No comet need foretel his change drew on,
Whose corpse might seem a constellation.
O! had he died of old, how great a strife
Had been, who from his death should draw their life?
Who should, by one rich draught, become whate'er
Seneca, Cato, Numa, Cæsar, were!

Learn'd, virtuous, pious, great; and have by this
An universal metempsychosis.

Must all these aged sires in one funeral
Expire? all die in one so young, so small?
Who, had he lived his life out, his great fame
Had swoln 'bove any Greek or Roman name.
But hasty Winter, with one blast, hath brought
The hopes of Autumn, Summer, Spring, to nought.
Thus fades the oak i' the' sprig, i'the' blade the corn;
Thus, without young, this phoenix dies, new-born.

Must then old three-legged grey-beards, with their Catarrhs, rheums, aches, live three ages out? [gout, Time's offals, only fit for the' hospital!

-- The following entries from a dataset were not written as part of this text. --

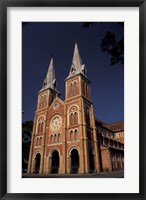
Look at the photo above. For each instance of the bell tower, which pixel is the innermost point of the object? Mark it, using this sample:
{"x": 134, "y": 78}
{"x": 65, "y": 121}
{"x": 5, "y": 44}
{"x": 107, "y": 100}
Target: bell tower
{"x": 38, "y": 142}
{"x": 80, "y": 125}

Or to hang antiquaries' rooms withal!

Must drunkards, lechers, spent with sinning, live
With such helps as broths, possets, physic give?
None live but such as should die? shall we meet
With none but ghostly Fathers in the street?
Grief makes me rail; sorrow will force its way,
And showers of tears tempestuous sighs best lay.
The tongue may fail: but overflowing eyes
Will weep out lasting streams of elegies.
But thou, O Virgin-widow, left alone,

Now thy beloved, heaven-ravish'd, spouse is gone,
Whose skilful sire in vain strove to apply
Medicines, when thy balm was no remedy,
With greater than Platonic love, O wed
His soul, though not his body, to thy bed:
Let that make thee a mother; bring thou forth
The' ideas of his virtue, knowledge, worth;
Transcribe the' original in new copies; give
Hastings o' the better part: so shall he live
In's nobler half; and the great-grandsire be
Of an heroic, divine progeny;

An issue which to' eternity shall last,
Yet but the' irradiations which he cast.
Erect no mausoleums; for his best
Monument is his spouse's marble breast,

TO THE

MEMORY OF MR. OLDHAM.

OB. 1683.

FAREWELL, too little, and too lately known,
Whom I began to think and call my own:
For sure our souls were near allied, and thine
Cast in the same poetic mould with mine.
One common note on either lyre did strike,
And knaves and fools we both abhorr'd alike,
To the same goal did both our studies drive;
The last set out the soonest did arrive.
Thus Nisus fell upon the slippery place,
Whilst his young friend perform'd and won the race.
O early ripe! to thy abundant store

What could advancing age have added more?
It might, what Nature never gives the young,
Have taught the smoothness of thy native tongue:
But satire needs not those, and wit will shine
Through the harsh cadence of a rugged line.
A noble error, and but seldom made,

When poets are by too much force betray'd.
Thy generous fruits, though gather'd ere their prime,
Still show'd a quickness; and maturing Time
But mellows what we write to the dull sweets of
rhyme.

Once more, hail, and farewell; farewell, thou young,
But ah, too short Marcellus of our tongue!
Thy brows with ivy and with laurels bound;
But Fate and gloomy night encompass thee around.